The PIE model works on a graph G and each worker maintains a partition of G. Given a query, each worker first executes PEval against its local partition, to compute partial answers in parallel. Then each worker may exchange partial results with other workers via synchronous message passing. Upon receiving messages, each worker incrementally computes IncEval. The incremental step iterates until no further messages can be generated. At this point, Assemble pulls partial answers and assembles the final result. In this way, the PIE model parallelizes existing sequential graph algorithms, without revising their logic and workflow.

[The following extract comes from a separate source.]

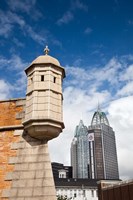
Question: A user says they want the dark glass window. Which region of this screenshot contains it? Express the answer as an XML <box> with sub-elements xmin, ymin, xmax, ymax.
<box><xmin>53</xmin><ymin>76</ymin><xmax>56</xmax><ymax>83</ymax></box>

The following pseudo-code shows how SSSP is expressed in the PIE model, where the Dijkstra’s algorithm is directly used for the computation of parallel SSSP.

```
def dijkstra(g, vals, updates):
heap = VertexHeap()
for i in updates:
vals[i] = updates[i]
heap.push(i, vals[i])
updates.clear()
while not heap.empty():
u = heap.top().vid
distu = heap.top().val
heap.pop()
for e in g.get_outgoing_edges(u):
v = e.get_neighbor()
distv = distu + e.data()
if vals[v] > distv:
vals[v] = distv
if g.is_inner_vertex(v):
heap.push(v, distv)
updates[v] = distv
return updates
def PEval(source, g, vals, updates):
for v in vertices:
updates[v] = MAX_INT
updates[source] = 0
dijkstra(g, vals, updates)
def IncEval(source, g, vals, updates):
dijkstra(g, vals, updates)
```

Currently, the PIE model has been developed and evaluated in the graph analytical engine of GraphScope. On the LDBC Graph Analytics benchmark, GraphScope outperforms other state-of-the-art graph processing systems (see link). Welcome to try and develop your own graph algorithms with GraphScope.

#### References

- Some images in this article are cited from [2] and https://twitter.com/katestarbird/status/1358088750765539329/photo/1.
- [1] Malewicz, Grzegorz, et al. “Pregel: a system for large-scale graph processing.” Proceedings of the 2010 ACM SIGMOD International Conference on Management of data. 2010.
- [2] Gonzalez, Joseph E., et al. “Powergraph: Distributed graph-parallel computation on natural graphs.” 10th USENIX Symposium on Operating Systems Design and Implementation (OSDI 12). 2012.
- [3] Tian, Yuanyuan, et al. “From” think like a vertex” to” think like a graph”.” Proceedings of the VLDB Endowment 7.3 (2013): 193-204.
- [4] Yan, Da, et al. “Blogel: A block-centric framework for distributed computation on real-world graphs.” Proceedings of the VLDB Endowment 7.14 (2014): 1981-1992.
- [5] Fan, Wenfei, et al. “Parallelizing sequential graph computations.” ACM Transactions on Database Systems (TODS) 43.4 (2018): 1-39.